Die Partido Popular de la Comunidad Valenciana (PPCV) hat aufgrund der Ankündigung ihres bevorstehenden Gerichts ein Disziplinarverfahren gegen den Alcalde de Orihuela, Pepe Vegara, eingeleitet. Der Juzgado de lo Penal nº 1 de Orihuela wurde für den 22. und 24. Januar um 9:30 Uhr vor Publikum programmiert, um die Fracht gegen Vegara und andere vier Personen an Bord zu bringen.
Die Anschuldigungen, alle Mitglieder der Junta-Direktive von ITV Vega Baja SA und der beiden zusätzlichen Unternehmen, erheben Anklage wegen Fälschung von Handelsdokumenten und Steuerdelikten im Zusammenhang mit der Steuerbelastung der Gesellschaften und der IVA des Haushaltsjahres 2005.
Aufgrund der Statuten der PPCV und ihrer Disziplinarordnung ist es bei der öffentlichen Verwaltung automatisch der Fall, dass eine mündliche Gerichtsvollstreckung in einem gerichtlichen Verfahren den Disziplinarbeamten unterworfen wird.

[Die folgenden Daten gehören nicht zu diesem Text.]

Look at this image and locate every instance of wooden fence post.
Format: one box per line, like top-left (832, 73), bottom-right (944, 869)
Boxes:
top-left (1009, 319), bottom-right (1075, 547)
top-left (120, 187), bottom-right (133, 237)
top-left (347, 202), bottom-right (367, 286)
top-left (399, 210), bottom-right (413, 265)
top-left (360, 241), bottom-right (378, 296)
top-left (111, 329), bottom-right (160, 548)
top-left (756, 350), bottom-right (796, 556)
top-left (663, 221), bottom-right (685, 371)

Juanfran Pérez, Generalsekretär der PPCV, ging aus rechtlichen Gründen auf einen Kompromiss der Partei mit dem Prinzip der Unschuldsvermutung ein und erklärte: „Wir sind fest in der Unschuld der Alcalde, ich habe einen Rechtsstreit mit der Steuerbehörde gemacht und nie alle Ladungen im Gegenzug verloren.“
Pérez stellte auch klar, dass die Vorwürfe nicht mit Korruption in der Frachtöffentlichkeit von Vegara in Zusammenhang stehen. „Der Fall impliziert, dass er vor mehr als 20 Jahren gestorben ist, viel bevor er öffentliche Verantwortung übernommen hat, und steht in Beziehung zu seinen privaten Unternehmensaktivitäten“, erklärt er.
Es war eine wichtige Zeitspanne für den Alcalde von Orihuela, der sich als Verteidiger der Steuerdelikte und der Urkundenfälschung verteidigte.